Ready to go further? Explore 3.0 University’s programming and DevOps learning paths at 3university.io and start building the skills that tech teams in India and globally are actively hiring for.
Frequently Asked Questions
What is a shell in Linux?
A shell in Linux is a command-line program that interprets your commands and passes them to the operating system kernel for execution. Bash is the most widely used shell on Linux systems. It reads from stdin, processes commands, and returns output to stdout. Shell scripts are text files containing sequences of these commands, run automatically by the interpreter.
How do you run a .sh file in Linux?
You have two main options. First, make it executable with chmod +x filename.sh, then run it with ./filename.sh. Second, call Bash directly with bash filename.sh, which does not require execute permissions. The second method is useful on shared servers where you do not have permission to change file modes.

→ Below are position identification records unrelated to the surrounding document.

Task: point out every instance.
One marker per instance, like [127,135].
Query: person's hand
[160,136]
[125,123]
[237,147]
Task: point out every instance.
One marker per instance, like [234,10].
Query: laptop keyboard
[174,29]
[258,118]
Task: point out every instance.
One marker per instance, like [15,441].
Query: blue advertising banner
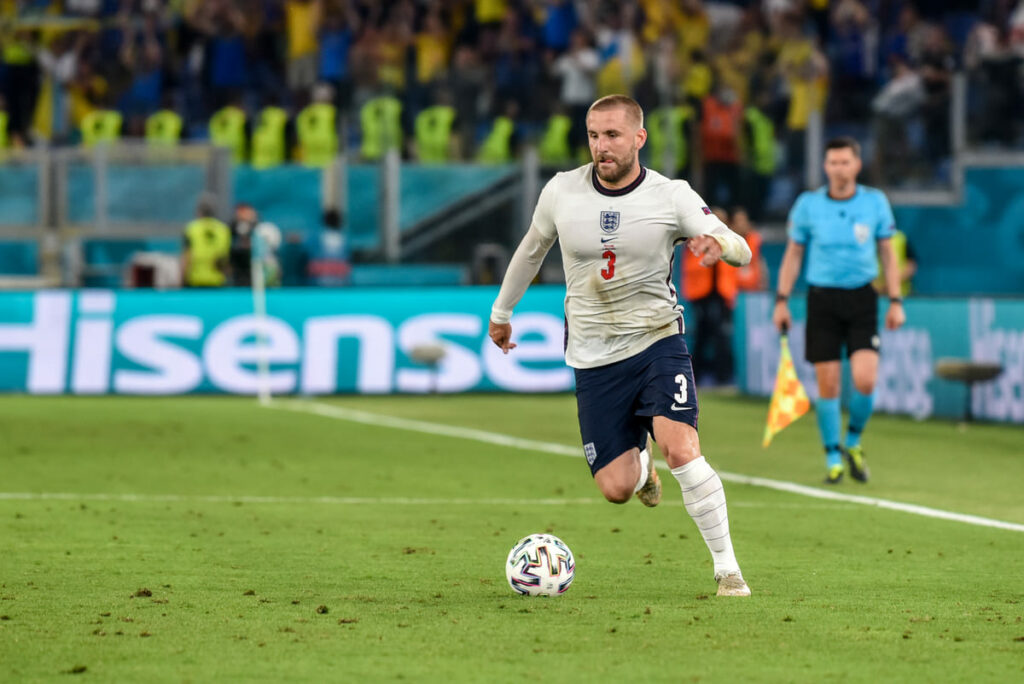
[318,341]
[363,340]
[979,329]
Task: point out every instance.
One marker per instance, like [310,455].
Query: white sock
[705,501]
[644,468]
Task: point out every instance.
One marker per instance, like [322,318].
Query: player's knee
[616,493]
[864,384]
[679,455]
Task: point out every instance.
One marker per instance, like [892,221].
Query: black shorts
[616,402]
[837,316]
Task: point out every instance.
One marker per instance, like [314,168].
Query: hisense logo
[83,345]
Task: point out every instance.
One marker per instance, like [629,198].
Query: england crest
[609,221]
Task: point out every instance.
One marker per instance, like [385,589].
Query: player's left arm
[707,237]
[895,316]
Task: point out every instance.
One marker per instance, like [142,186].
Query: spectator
[20,83]
[853,60]
[577,69]
[721,119]
[894,107]
[906,262]
[337,33]
[330,265]
[301,20]
[936,76]
[467,83]
[243,225]
[207,246]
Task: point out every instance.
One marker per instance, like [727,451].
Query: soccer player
[843,226]
[617,224]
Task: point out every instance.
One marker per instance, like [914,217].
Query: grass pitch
[212,540]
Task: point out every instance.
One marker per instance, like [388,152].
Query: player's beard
[621,168]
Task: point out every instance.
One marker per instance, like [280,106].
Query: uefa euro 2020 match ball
[540,565]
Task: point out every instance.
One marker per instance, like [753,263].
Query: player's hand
[501,333]
[781,317]
[895,316]
[707,248]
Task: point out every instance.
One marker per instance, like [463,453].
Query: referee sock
[861,407]
[705,501]
[644,470]
[828,425]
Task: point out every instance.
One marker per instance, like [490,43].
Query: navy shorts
[616,402]
[838,318]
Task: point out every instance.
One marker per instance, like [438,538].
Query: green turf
[415,591]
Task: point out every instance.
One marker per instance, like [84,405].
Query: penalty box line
[367,418]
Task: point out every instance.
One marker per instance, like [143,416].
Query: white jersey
[617,248]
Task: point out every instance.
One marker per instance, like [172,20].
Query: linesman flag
[788,400]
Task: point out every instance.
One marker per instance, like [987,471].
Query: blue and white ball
[540,565]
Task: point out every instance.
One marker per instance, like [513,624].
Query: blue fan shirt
[841,236]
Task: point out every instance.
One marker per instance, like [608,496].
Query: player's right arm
[799,231]
[523,267]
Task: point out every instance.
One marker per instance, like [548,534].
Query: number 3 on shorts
[680,396]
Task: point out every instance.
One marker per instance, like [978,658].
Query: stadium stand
[885,72]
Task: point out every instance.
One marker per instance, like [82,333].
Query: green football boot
[835,474]
[856,464]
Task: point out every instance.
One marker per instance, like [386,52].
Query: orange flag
[788,400]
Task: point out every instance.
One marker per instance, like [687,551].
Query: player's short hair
[844,142]
[633,109]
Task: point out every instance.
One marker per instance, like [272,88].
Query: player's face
[842,166]
[614,141]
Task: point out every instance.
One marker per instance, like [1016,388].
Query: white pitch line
[351,415]
[350,501]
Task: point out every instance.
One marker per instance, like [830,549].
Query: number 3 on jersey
[609,269]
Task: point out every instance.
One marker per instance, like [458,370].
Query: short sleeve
[887,222]
[544,213]
[692,214]
[798,226]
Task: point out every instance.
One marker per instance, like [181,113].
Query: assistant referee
[846,229]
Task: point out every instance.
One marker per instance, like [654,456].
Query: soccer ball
[540,565]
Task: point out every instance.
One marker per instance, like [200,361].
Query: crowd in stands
[722,81]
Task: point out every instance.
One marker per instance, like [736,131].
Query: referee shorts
[838,317]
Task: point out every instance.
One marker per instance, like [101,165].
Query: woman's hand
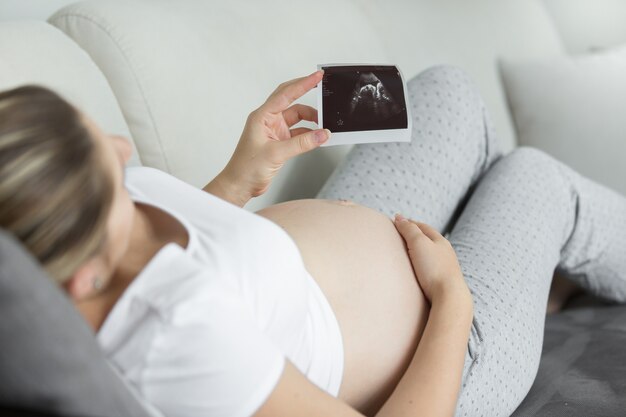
[267,142]
[434,260]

How do you execute a shell script in Linux?
To execute a shell script in Linux, add a shebang line (#!/bin/bash) as the first line of your file, save it with a .sh extension, then run chmod +x script.sh to set execute permission. Call it with ./script.sh from the same directory, or use the full file path from anywhere on the system.
How do you exit Vim?
Press Esc to make sure you are in command mode, then type :wq and press Enter to save and quit. Use :q! to quit without saving. If you have made no changes, :q alone works. The ZZ shortcut (capital Z twice) also saves and exits. Always start with Esc if you are unsure which mode you are in.
How do you run a Python script in Linux?
Create a .py file with #!/usr/bin/env python3 as the first line. Run it with python3 script.py for the simplest approach. Alternatively, run chmod +x script.py and then ./script.py to execute it directly using the shebang. Make sure Python 3 is installed on your system first by running python3 --version in your terminal.
Last updated: June 2025. Reviewed by the 3University editorial team.